Unfortunately, that’s not a bug but a FAD (Functions-as-Designed).
A quick Google search found this document which pointed me to section 7.2 of RFC 1112 (yeah, multicast is really THAT old):
An ICMP error message (Destination Unreachable, Time Exceeded, Parameter Problem, Source Quench, or Redirect) is never generated in response to a datagram destined to an IP host group.
The same document also describes why RFC 1112 prohibits sending ICMP error messages in response to multicast datagrams. The processing done on ICMP error replies by the *nix socket API might block the sender socket if an error comes back from a single receiver or if TTL expires when traversing a particularly long branch of the multicast tree – not exactly a good idea in multicast environment.
Lessons learned:
- You should never get ICMP error messages in response to IP multicast packets;
- Path MTU discovery doesn’t work with IP multicast;
- Sending multicast packets with DF bit set is a bad idea unless you’re OK with some receivers never getting them;
- ICMP echo reply to a multicast echo request is perfectly legal (because it’s not an ICMP error message).
My multicast applications are mostly low rate and small packet size. Do you have any idea of average packet size for multicast applications such as IPTV? Or what kind of applications would this be a problem in?
- bad configured intermediate device might process switching due to fragmentation and reassembly and we'd like to avoid high cpu issues or latency on real time flows.

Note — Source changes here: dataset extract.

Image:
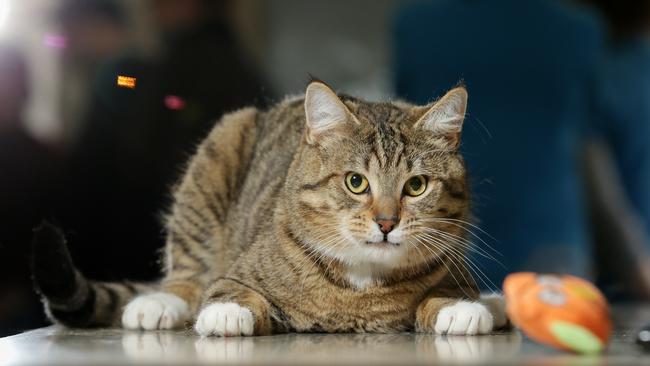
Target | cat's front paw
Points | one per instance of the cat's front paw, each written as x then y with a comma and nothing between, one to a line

- any MTU config mistakes can be easily discovered (TV flow is not received),
The protocol implements simple mechanisms to handle duplicate data, out-of-order and lost segments.
-
Personally, I think that v4 got it wrong, and v6 got it right. PMTUD for multicast should be possible.
The concerns about too many unreachables (including when elicited by packets from spoofed sources) don't really resonate with me compared to the ugliness of needlessly fragmenting traffic. At the very least, this behavior should be configurable so that it can be used where appropriate.